Scope
According to the most recent study for the Deloitte & ArtTactic Art & Finance Report 2021, 21% of creditors said they have been interested in investing in the art using a fractional possession model, with a significantly higher 43% of creditors under the age of 35 saying the same. The surge we've seen in both the art market and the fractional art funding industry over the past 18 months is consistent with the pandemic, which seems to have been a catalyst for shifting attitudes toward artwork funding.
So, will the increase in the ownership of fractional artwork continue?
Spending money on a percentage of artworks essentially removes the emotional component of owning art, thus any normal funding can duplicate this behavior. In bull markets, there will be more buyers, whereas, in bad markets, there will probably be fewer buyers.
What does this mean for the market for fractional art financing? As long as the market for art remains as strong as it is right now, the call can be maintained. The post-pandemic artwork market rebound has driven income and costs, but the fractional ownership market has been in a honeymoon phase. Maximum fractional ownership buyers are set to gain from a market downturn, in which liquidity dries up and costs fall (yes, the price of art can fall!).
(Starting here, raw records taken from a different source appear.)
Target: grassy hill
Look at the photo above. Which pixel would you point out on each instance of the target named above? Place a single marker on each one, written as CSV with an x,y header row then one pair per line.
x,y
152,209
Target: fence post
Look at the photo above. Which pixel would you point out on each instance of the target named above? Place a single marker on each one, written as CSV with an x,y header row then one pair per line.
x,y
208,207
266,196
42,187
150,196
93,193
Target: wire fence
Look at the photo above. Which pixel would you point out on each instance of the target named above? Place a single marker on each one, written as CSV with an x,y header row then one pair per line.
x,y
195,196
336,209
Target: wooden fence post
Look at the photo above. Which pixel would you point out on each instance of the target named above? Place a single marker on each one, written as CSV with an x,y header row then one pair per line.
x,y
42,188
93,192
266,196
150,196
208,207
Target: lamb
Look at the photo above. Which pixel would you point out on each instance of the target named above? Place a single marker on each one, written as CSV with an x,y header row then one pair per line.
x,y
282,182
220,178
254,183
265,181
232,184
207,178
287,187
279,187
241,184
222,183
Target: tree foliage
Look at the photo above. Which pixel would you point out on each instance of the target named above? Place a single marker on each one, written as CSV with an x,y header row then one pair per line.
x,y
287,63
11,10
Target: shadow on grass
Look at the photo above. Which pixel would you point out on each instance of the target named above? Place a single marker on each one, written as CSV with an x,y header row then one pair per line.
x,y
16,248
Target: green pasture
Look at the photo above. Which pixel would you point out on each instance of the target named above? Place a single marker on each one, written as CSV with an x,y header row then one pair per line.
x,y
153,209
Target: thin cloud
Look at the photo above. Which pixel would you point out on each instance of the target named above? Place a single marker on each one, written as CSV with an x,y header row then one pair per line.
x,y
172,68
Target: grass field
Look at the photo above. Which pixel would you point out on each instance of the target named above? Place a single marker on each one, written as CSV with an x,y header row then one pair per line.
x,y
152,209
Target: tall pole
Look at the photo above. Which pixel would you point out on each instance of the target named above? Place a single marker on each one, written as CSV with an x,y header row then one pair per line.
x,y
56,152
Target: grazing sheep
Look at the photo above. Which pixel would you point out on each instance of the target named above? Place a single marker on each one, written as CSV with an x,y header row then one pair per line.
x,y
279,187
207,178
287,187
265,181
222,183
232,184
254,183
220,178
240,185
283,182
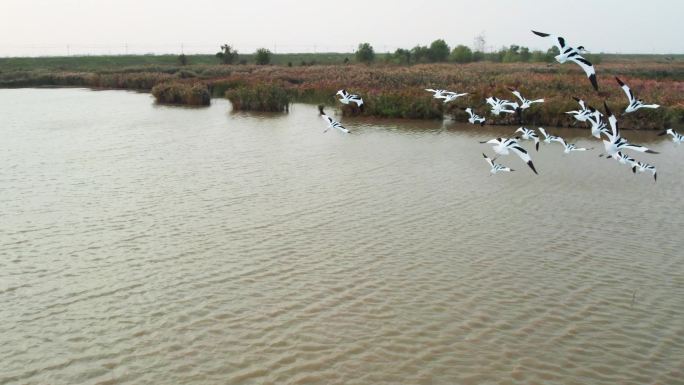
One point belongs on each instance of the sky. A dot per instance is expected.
(70, 27)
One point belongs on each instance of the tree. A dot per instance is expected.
(438, 51)
(420, 54)
(228, 55)
(365, 53)
(461, 54)
(262, 56)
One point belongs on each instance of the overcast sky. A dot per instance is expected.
(58, 27)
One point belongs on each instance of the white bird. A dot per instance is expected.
(451, 96)
(634, 103)
(331, 122)
(550, 138)
(570, 147)
(350, 98)
(525, 103)
(495, 167)
(641, 167)
(677, 138)
(615, 141)
(598, 126)
(505, 146)
(437, 94)
(499, 105)
(474, 118)
(528, 134)
(573, 54)
(583, 113)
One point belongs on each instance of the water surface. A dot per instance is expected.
(142, 244)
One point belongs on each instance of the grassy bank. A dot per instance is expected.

To profit from art, it is necessary to have the following qualities: expertise and knowledge, cost-cutting, spot-on timing, access to inventory (ideally at prices below market), access to customers, and the financial wherewithal to take a long-term perspective and weather any downturns. Those who were alarmed by the 2008 financial collapse and the pandemic in 2020 may have been better off waiting, as the art market demonstrated strong resilience in both instances and recovered within a 12- to 18-month timeframe. The time the paintings were stored away from the public marketplace is strongly correlated with their repeat public sale earnings, according to the current ArtTactic study analyzing artistic endeavors with repeat public sale earnings in the most recent New York marquee auctions in May. Returning on investment 50 people were saved from the public sale market between the ages of 10 and 30; 49 of them bought with an 8.8% effective annual return (now not adjusted for inflation). Five out of thirteen artistic endeavors that had been kept out of the market for less than ten years, however, showed increased performance unreliability.